0

I have the following pyspark dataframe:

import pandas as pd
foo = pd.DataFrame({'id': ['a','a','a','a', 'b','b','b','b'],
                    'time': [1,2,3,4,1,2,3,4],
                    'col': ['1','2','1','2','3','2','3','2']})

foo_df = spark.createDataFrame(foo)
foo_df.show()

+---+----+---+
| id|time|col|
+---+----+---+
|  a|   1|  1|
|  a|   2|  2|
|  a|   3|  1|
|  a|   4|  2|
|  b|   1|  3|
|  b|   2|  2|
|  b|   3|  3|
|  b|   4|  2|
+---+----+---+

I would like to iterate over all ids and obtain a python dictionary that would have as keys the id and as values the col and would look like this:

foo_dict = {'a': ['1','2','1','2'], 'b': ['3','2','3','2']})

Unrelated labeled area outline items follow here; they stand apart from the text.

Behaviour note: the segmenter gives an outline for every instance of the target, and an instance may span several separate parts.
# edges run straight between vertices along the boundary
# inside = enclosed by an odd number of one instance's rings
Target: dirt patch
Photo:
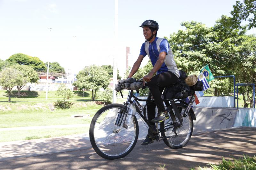
[[[10,111],[12,110],[12,108],[8,106],[0,106],[0,111]]]
[[[77,107],[87,107],[87,105],[84,102],[75,103],[74,103],[74,106]]]
[[[38,110],[40,109],[42,109],[44,110],[45,110],[47,109],[47,108],[45,107],[45,105],[43,103],[36,103],[35,105],[31,106],[30,106],[31,107],[35,108],[36,110]]]

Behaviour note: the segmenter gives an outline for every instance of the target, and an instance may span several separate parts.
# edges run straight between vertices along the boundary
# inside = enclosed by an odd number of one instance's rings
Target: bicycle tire
[[[182,115],[182,112],[184,112],[186,105],[183,103],[176,103],[178,108],[180,110]],[[168,107],[166,110],[169,114],[174,114],[174,111],[171,105]],[[176,137],[174,132],[172,131],[173,128],[168,129],[161,130],[161,135],[163,137],[169,137],[163,139],[165,144],[169,147],[173,149],[178,149],[184,147],[187,144],[193,132],[194,126],[193,119],[191,117],[192,113],[190,110],[187,116],[185,117],[182,116],[183,122],[182,126],[177,129],[176,132],[178,136]],[[168,127],[171,126],[173,123],[171,116],[164,122],[161,122],[160,124],[160,128],[164,129],[164,127]],[[179,122],[178,118],[175,116],[175,121]]]
[[[128,155],[136,144],[139,125],[136,116],[133,116],[128,129],[123,127],[122,122],[120,126],[115,124],[116,114],[118,112],[124,114],[126,109],[126,107],[120,104],[110,104],[99,110],[92,118],[90,141],[94,150],[102,158],[110,160],[121,158]]]

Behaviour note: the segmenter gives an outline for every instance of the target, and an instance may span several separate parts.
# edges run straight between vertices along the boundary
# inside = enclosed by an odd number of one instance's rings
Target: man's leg
[[[165,119],[164,116],[165,109],[161,97],[162,92],[160,92],[159,89],[163,89],[165,87],[175,84],[177,82],[178,78],[174,73],[167,71],[157,74],[152,78],[150,81],[147,82],[158,109],[157,116],[152,120],[153,122],[161,122]],[[168,115],[168,114],[166,115]]]

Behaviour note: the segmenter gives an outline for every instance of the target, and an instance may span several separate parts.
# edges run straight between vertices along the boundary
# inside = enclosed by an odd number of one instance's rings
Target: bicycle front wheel
[[[181,115],[183,115],[186,106],[182,103],[176,104]],[[161,130],[161,135],[164,137],[166,137],[163,139],[164,141],[168,146],[173,149],[184,147],[188,142],[193,131],[193,123],[191,117],[192,114],[189,111],[186,117],[182,116],[182,125],[176,127],[175,130],[174,129],[175,128],[174,127],[175,125],[178,124],[178,118],[174,116],[174,121],[173,121],[171,118],[172,115],[175,115],[174,110],[171,105],[166,110],[171,116],[168,119],[161,122],[160,124],[161,129],[164,129]]]
[[[108,159],[123,158],[135,146],[139,136],[136,117],[134,116],[127,129],[123,127],[124,120],[119,119],[126,109],[120,104],[109,104],[100,109],[92,118],[89,131],[91,143],[102,158]],[[121,122],[117,121],[118,119]]]

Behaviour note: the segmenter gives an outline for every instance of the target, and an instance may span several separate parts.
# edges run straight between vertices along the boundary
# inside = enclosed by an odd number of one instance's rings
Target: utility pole
[[[117,81],[117,70],[116,58],[117,56],[117,36],[118,35],[118,0],[115,0],[115,54],[113,57],[113,103],[116,103],[116,92],[115,87]]]
[[[51,31],[52,30],[52,28],[48,28],[49,30],[50,31],[50,38],[49,39],[50,40],[50,43],[51,43]],[[49,43],[49,44],[50,44],[50,46],[51,46],[51,44],[50,43]],[[49,48],[50,49],[50,48]],[[48,59],[48,62],[47,63],[47,77],[46,78],[46,94],[45,94],[45,100],[48,100],[48,78],[49,77],[49,59]]]

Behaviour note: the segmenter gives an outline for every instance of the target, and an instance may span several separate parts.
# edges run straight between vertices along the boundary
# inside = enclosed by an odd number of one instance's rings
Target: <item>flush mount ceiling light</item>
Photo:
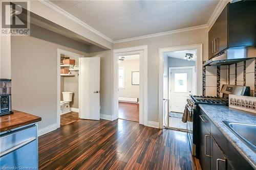
[[[193,54],[191,53],[186,53],[186,55],[184,57],[184,59],[185,60],[187,60],[188,61],[190,61],[191,59],[193,58]]]

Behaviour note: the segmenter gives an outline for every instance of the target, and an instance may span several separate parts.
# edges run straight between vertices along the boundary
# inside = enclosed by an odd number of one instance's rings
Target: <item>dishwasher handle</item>
[[[30,142],[32,142],[32,141],[33,141],[35,139],[36,139],[36,138],[35,137],[32,137],[32,138],[24,141],[23,142],[22,142],[19,144],[18,144],[16,145],[15,145],[12,148],[11,148],[7,150],[4,151],[4,152],[1,152],[0,153],[0,158],[3,157],[5,155],[9,154],[11,152],[12,152],[15,150],[17,150],[17,149],[25,146],[25,145],[29,144]]]

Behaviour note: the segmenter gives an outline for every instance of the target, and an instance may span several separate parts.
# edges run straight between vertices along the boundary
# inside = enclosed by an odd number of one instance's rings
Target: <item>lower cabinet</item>
[[[210,134],[211,122],[202,113],[200,116],[200,164],[203,170],[225,170],[226,159]],[[208,127],[208,128],[207,128]]]
[[[208,170],[210,168],[210,132],[204,125],[203,121],[203,119],[201,119],[199,122],[200,125],[200,163],[202,169]]]
[[[212,136],[211,136],[210,152],[210,169],[225,170],[226,158]]]

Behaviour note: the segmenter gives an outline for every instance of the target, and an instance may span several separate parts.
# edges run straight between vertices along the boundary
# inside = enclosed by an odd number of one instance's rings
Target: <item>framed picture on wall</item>
[[[132,85],[140,85],[140,71],[132,71]]]

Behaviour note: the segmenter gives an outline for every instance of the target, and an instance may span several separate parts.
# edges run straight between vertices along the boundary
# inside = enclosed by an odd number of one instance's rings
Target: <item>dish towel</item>
[[[185,106],[185,109],[184,110],[183,115],[182,116],[181,121],[183,123],[186,123],[187,121],[191,122],[190,114],[187,109],[187,105],[186,105]]]

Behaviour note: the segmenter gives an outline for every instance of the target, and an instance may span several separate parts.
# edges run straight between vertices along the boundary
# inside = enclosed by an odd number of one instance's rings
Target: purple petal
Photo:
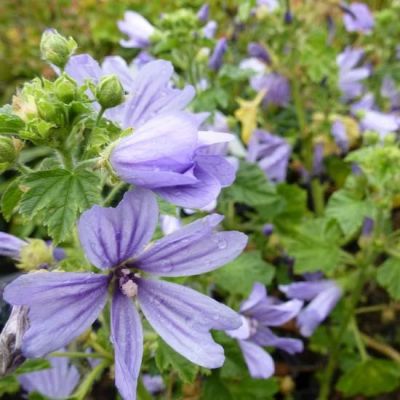
[[[222,217],[213,214],[158,240],[135,266],[160,276],[190,276],[212,271],[236,258],[247,243],[240,232],[214,232]]]
[[[239,340],[238,343],[253,378],[267,379],[274,374],[274,360],[264,349],[247,340]]]
[[[142,323],[132,299],[118,288],[111,308],[111,340],[115,352],[115,385],[124,400],[135,400],[143,356]]]
[[[210,329],[232,330],[240,326],[238,314],[192,289],[170,282],[138,279],[143,314],[176,352],[205,368],[224,362],[223,348]]]
[[[148,190],[125,193],[116,208],[94,206],[79,219],[78,231],[88,260],[110,268],[131,258],[146,245],[157,226],[158,206]]]
[[[17,260],[20,252],[27,243],[14,235],[0,232],[0,255]]]
[[[18,376],[28,392],[38,392],[50,399],[70,397],[79,382],[79,372],[66,357],[50,358],[51,368]]]
[[[25,356],[41,357],[81,335],[104,307],[107,287],[105,275],[73,272],[31,273],[11,282],[4,299],[29,307]]]

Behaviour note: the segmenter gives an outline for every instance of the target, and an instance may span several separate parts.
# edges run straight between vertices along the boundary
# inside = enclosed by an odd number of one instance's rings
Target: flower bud
[[[54,29],[46,30],[40,42],[42,59],[59,68],[64,68],[76,48],[74,39],[66,39]]]
[[[70,78],[61,75],[54,82],[54,92],[58,99],[68,104],[75,98],[76,85]]]
[[[18,152],[13,138],[0,136],[0,163],[11,163],[15,161]]]
[[[124,101],[124,89],[116,75],[103,77],[96,86],[96,100],[103,109],[112,108]]]

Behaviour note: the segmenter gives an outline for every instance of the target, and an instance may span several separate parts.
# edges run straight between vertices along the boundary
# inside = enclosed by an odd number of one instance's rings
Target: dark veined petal
[[[38,272],[11,282],[4,290],[4,299],[29,307],[24,355],[42,357],[88,329],[104,307],[108,280],[93,273]]]
[[[248,340],[239,340],[238,343],[253,378],[267,379],[273,375],[274,360],[263,348]]]
[[[202,367],[223,364],[224,350],[214,342],[210,329],[238,328],[238,314],[181,285],[148,279],[138,279],[138,285],[143,314],[166,343]]]
[[[132,299],[118,288],[111,308],[111,338],[115,352],[115,385],[124,400],[135,400],[143,356],[142,324]]]
[[[189,276],[212,271],[236,258],[247,243],[241,232],[215,232],[222,220],[212,214],[158,240],[135,266],[160,276]]]
[[[94,206],[78,224],[79,238],[88,260],[110,268],[140,251],[153,236],[158,222],[155,196],[137,188],[125,193],[116,208]]]

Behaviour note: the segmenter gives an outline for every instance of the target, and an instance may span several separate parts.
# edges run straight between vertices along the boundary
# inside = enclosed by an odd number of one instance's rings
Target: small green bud
[[[49,29],[42,35],[40,53],[43,60],[64,68],[77,47],[75,40],[71,37],[67,39],[56,30]]]
[[[21,250],[18,267],[30,271],[42,265],[51,265],[53,262],[53,248],[43,240],[30,239]]]
[[[76,84],[65,75],[61,75],[54,82],[54,93],[58,99],[68,104],[74,100],[76,96]]]
[[[0,163],[12,163],[21,150],[21,141],[9,136],[0,136]]]
[[[96,100],[105,110],[124,101],[124,89],[116,75],[103,77],[96,86]]]

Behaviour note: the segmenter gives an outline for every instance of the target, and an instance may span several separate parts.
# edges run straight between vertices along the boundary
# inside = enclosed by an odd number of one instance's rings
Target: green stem
[[[109,363],[109,360],[104,360],[100,364],[96,365],[96,367],[93,368],[88,375],[86,375],[86,378],[82,381],[77,391],[73,393],[71,397],[73,397],[75,400],[87,399],[87,395],[91,391],[94,382],[100,378],[103,371],[108,367]]]

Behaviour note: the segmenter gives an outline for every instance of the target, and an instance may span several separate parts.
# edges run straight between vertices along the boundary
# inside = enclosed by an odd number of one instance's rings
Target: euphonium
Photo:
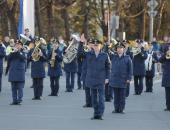
[[[35,44],[36,44],[36,46],[35,46],[31,56],[32,56],[33,61],[39,61],[40,52],[41,52],[40,46],[42,44],[46,45],[46,41],[45,41],[45,39],[40,38],[40,40],[36,41]]]

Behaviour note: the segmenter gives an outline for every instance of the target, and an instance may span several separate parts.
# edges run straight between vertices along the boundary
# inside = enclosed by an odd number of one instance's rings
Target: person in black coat
[[[141,52],[136,55],[133,54],[134,94],[141,95],[143,92],[143,78],[146,75],[145,60],[147,58],[147,53],[141,42],[138,42],[137,44],[141,49]]]
[[[128,55],[131,60],[133,60],[133,53],[130,50],[129,42],[127,40],[123,40],[123,44],[125,45],[125,54]],[[130,94],[130,83],[127,83],[126,97],[129,97],[129,94]]]
[[[81,42],[85,43],[86,41],[85,41],[85,39],[83,39]],[[88,49],[88,50],[86,50],[84,47],[82,49],[82,55],[83,55],[82,69],[83,69],[83,66],[86,65],[85,64],[86,54],[92,50],[93,39],[90,38],[87,42],[88,42],[88,44],[87,44],[86,49]],[[84,91],[85,91],[85,105],[83,105],[83,107],[89,108],[89,107],[92,107],[92,96],[91,96],[91,88],[87,87],[86,84],[85,84],[85,79],[86,79],[85,76],[86,76],[85,73],[81,73],[81,80],[83,81],[83,88],[84,88]]]
[[[62,75],[61,62],[62,51],[59,50],[58,42],[52,44],[51,51],[48,51],[48,76],[50,77],[51,94],[49,96],[58,96],[59,79]]]
[[[6,74],[9,71],[8,81],[11,82],[12,99],[11,105],[18,105],[22,102],[23,88],[25,84],[26,55],[22,51],[22,43],[17,41],[14,51],[8,56]]]
[[[0,92],[2,89],[2,73],[3,73],[3,59],[6,56],[5,48],[0,41]]]
[[[35,48],[37,47],[35,46]],[[47,55],[46,51],[40,46],[40,51],[38,51],[38,55],[40,58],[38,60],[35,60],[33,56],[35,48],[31,49],[28,53],[28,59],[31,61],[31,77],[33,79],[34,88],[34,97],[32,100],[41,100],[40,97],[43,93],[43,79],[45,78],[45,62],[47,61]]]
[[[153,78],[155,76],[155,63],[158,61],[156,52],[153,51],[152,44],[148,44],[149,50],[147,51],[147,59],[145,60],[145,92],[153,92]]]
[[[109,85],[114,92],[113,113],[123,113],[125,109],[125,98],[127,84],[132,79],[132,60],[130,56],[124,54],[125,45],[118,43],[116,45],[117,53],[111,56],[111,74]]]
[[[84,61],[82,75],[85,77],[85,85],[91,88],[92,106],[94,108],[93,119],[102,119],[104,113],[104,85],[109,82],[110,59],[101,51],[101,42],[94,40],[92,51],[87,52]]]
[[[65,52],[64,52],[65,53]],[[73,92],[75,83],[75,74],[77,73],[77,57],[70,63],[64,63],[64,71],[66,73],[66,91]]]
[[[110,43],[112,44],[112,43]],[[108,54],[109,58],[114,53],[112,49],[110,48],[110,44],[108,42],[105,42],[103,46],[103,51]],[[113,99],[113,92],[111,86],[109,86],[109,83],[105,84],[105,101],[111,102]]]
[[[162,54],[159,61],[164,64],[162,75],[162,87],[165,88],[166,108],[170,111],[170,45],[165,48],[167,51]]]

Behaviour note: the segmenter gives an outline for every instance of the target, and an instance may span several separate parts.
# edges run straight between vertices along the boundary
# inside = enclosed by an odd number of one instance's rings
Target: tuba
[[[31,41],[31,39],[28,38],[28,37],[26,37],[26,36],[23,35],[23,34],[20,34],[20,41],[23,43],[23,51],[24,51],[25,53],[28,53],[29,50],[30,50],[30,48],[29,48],[27,45],[25,45],[25,44],[26,44],[28,41]]]
[[[167,60],[170,59],[170,50],[168,50],[168,51],[166,52],[166,56],[165,56],[165,57],[166,57]]]
[[[53,68],[55,66],[55,51],[58,48],[58,46],[57,47],[54,46],[54,44],[57,43],[56,39],[54,39],[52,43],[53,43],[53,51],[52,51],[52,56],[51,56],[51,59],[50,59],[50,65]]]
[[[68,64],[71,63],[77,56],[78,46],[80,42],[80,37],[76,34],[72,35],[72,41],[67,47],[65,54],[63,55],[63,62]]]
[[[115,46],[117,43],[118,43],[118,41],[116,39],[114,39],[114,38],[111,39],[110,45],[108,46],[108,48],[111,52],[115,52]]]
[[[46,45],[47,43],[44,38],[40,38],[40,40],[35,41],[35,44],[36,44],[36,46],[35,46],[31,56],[32,56],[33,61],[39,61],[39,59],[41,57],[40,56],[40,52],[41,52],[40,47],[41,47],[41,45],[43,45],[43,44]]]
[[[133,56],[138,55],[141,53],[141,48],[137,46],[137,43],[135,41],[131,41],[131,52],[133,53]]]
[[[21,41],[23,44],[25,44],[26,42],[31,41],[31,39],[28,38],[28,37],[26,37],[26,36],[23,35],[23,34],[20,34],[20,41]]]

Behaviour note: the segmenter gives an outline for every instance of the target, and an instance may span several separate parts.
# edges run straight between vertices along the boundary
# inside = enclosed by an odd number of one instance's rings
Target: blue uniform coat
[[[170,59],[165,58],[165,54],[159,59],[164,64],[163,75],[162,75],[162,86],[170,87]]]
[[[134,76],[145,76],[145,60],[147,59],[147,53],[143,50],[133,58],[133,75]]]
[[[96,57],[94,51],[87,52],[82,69],[82,77],[85,79],[86,87],[102,87],[105,83],[105,79],[109,79],[109,75],[109,56],[104,52],[100,52]]]
[[[55,50],[55,53],[57,54],[55,56],[55,66],[51,67],[50,63],[48,63],[48,76],[50,77],[59,77],[62,75],[62,69],[61,69],[61,62],[62,62],[62,52],[57,49]],[[50,61],[52,56],[52,51],[48,53],[48,59]]]
[[[45,62],[47,61],[47,55],[45,50],[42,50],[43,56],[39,61],[32,60],[33,49],[28,53],[28,59],[31,61],[31,77],[32,78],[45,78]]]
[[[8,56],[8,81],[25,81],[26,56],[24,52],[14,52]]]
[[[115,54],[111,57],[112,69],[109,84],[114,88],[126,88],[126,81],[132,79],[132,61],[130,56]]]
[[[0,45],[0,74],[3,73],[3,58],[5,57],[5,48]]]

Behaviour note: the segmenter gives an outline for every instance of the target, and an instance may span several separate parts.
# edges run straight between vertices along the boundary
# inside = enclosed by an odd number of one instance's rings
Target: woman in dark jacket
[[[61,62],[62,51],[58,48],[58,43],[53,43],[53,48],[48,52],[48,76],[50,77],[51,94],[49,96],[58,96],[59,79],[62,75]]]
[[[167,48],[167,51],[160,57],[159,61],[164,64],[162,75],[162,87],[165,88],[165,111],[170,111],[170,45],[168,45]]]
[[[25,84],[26,56],[22,51],[22,43],[15,44],[14,52],[8,56],[7,71],[9,70],[8,81],[11,82],[12,98],[11,105],[19,105],[22,102],[23,88]]]

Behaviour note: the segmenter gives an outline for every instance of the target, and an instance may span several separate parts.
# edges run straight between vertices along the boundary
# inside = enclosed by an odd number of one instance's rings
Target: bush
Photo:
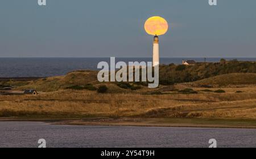
[[[128,89],[131,87],[131,85],[129,83],[119,82],[117,84],[119,87],[123,89]]]
[[[216,90],[216,91],[214,91],[214,93],[225,93],[225,92],[225,92],[225,91],[222,90],[222,89],[218,89],[218,90]]]
[[[69,86],[66,88],[66,89],[75,89],[75,90],[82,90],[84,89],[84,87],[81,85],[72,85]]]
[[[176,68],[175,68],[175,71],[181,71],[183,70],[185,70],[186,69],[186,66],[184,65],[178,65]]]
[[[131,90],[137,90],[141,88],[141,87],[140,85],[131,85]]]
[[[90,91],[96,91],[96,90],[97,90],[97,88],[95,87],[94,87],[91,84],[87,84],[86,85],[85,85],[84,86],[84,89],[88,89],[88,90],[90,90]]]
[[[89,90],[89,91],[97,90],[97,88],[91,84],[86,84],[84,86],[77,85],[72,85],[72,86],[67,87],[66,89],[75,89],[75,90],[87,89],[87,90]]]
[[[201,92],[213,92],[213,91],[210,90],[210,89],[203,89],[201,90],[200,91]]]
[[[150,93],[150,94],[151,94],[151,95],[154,95],[154,94],[158,95],[158,94],[162,94],[163,93],[160,91],[152,92]]]
[[[197,92],[196,92],[196,91],[193,90],[191,88],[185,88],[183,90],[180,90],[178,91],[179,92],[184,93],[184,94],[195,94],[195,93],[198,93]]]
[[[98,93],[106,93],[108,91],[108,87],[105,85],[102,85],[100,86],[98,88]]]

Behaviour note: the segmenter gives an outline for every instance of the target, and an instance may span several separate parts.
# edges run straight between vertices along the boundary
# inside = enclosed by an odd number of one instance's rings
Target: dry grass
[[[0,116],[65,114],[256,119],[256,87],[222,89],[226,93],[146,95],[139,92],[100,94],[96,91],[62,90],[37,96],[0,96]],[[236,93],[240,90],[243,92]]]

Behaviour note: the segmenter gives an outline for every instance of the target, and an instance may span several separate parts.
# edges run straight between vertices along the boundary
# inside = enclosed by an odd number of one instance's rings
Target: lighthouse
[[[154,36],[153,41],[152,66],[159,65],[159,38],[158,36],[165,34],[168,31],[167,22],[160,16],[152,16],[145,22],[146,32]]]
[[[159,65],[159,38],[156,35],[153,42],[153,66]]]

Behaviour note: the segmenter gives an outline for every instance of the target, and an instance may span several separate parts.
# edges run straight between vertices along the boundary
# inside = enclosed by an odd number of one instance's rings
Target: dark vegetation
[[[96,91],[97,88],[91,84],[86,84],[84,85],[72,85],[66,88],[66,89],[71,89],[75,90],[87,89],[89,91]]]
[[[216,90],[216,91],[214,91],[214,93],[225,93],[225,92],[225,92],[225,91],[222,90],[222,89],[218,89],[218,90]]]
[[[131,90],[137,90],[141,88],[141,86],[139,84],[143,84],[143,83],[138,83],[137,84],[135,84],[136,83],[133,83],[130,84],[128,82],[119,82],[117,84],[117,85],[122,88],[123,89],[130,89]]]
[[[196,94],[198,93],[196,91],[193,90],[191,88],[185,88],[183,90],[180,90],[178,91],[180,93],[183,93],[183,94]]]
[[[104,93],[108,91],[108,87],[105,85],[100,85],[97,90],[98,93]]]

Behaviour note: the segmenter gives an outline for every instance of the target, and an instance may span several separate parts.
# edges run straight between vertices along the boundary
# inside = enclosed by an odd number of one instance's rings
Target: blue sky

I have in total 10k ids and around 10m rows in foo, so I am looking for an efficient implementation.

Any ideas ?

quant
  • 4,062
  • 5
  • 29
  • 70

1 Answers1

0

It's a pandas dataframe. You should checkout the documentaton. The dataframe object has inbuilt methods to help iterate, slice and dice your data. There is also this fun tool to help you visualize what is going on.

pandas has a ready-made method to convert a dataframe to a dict.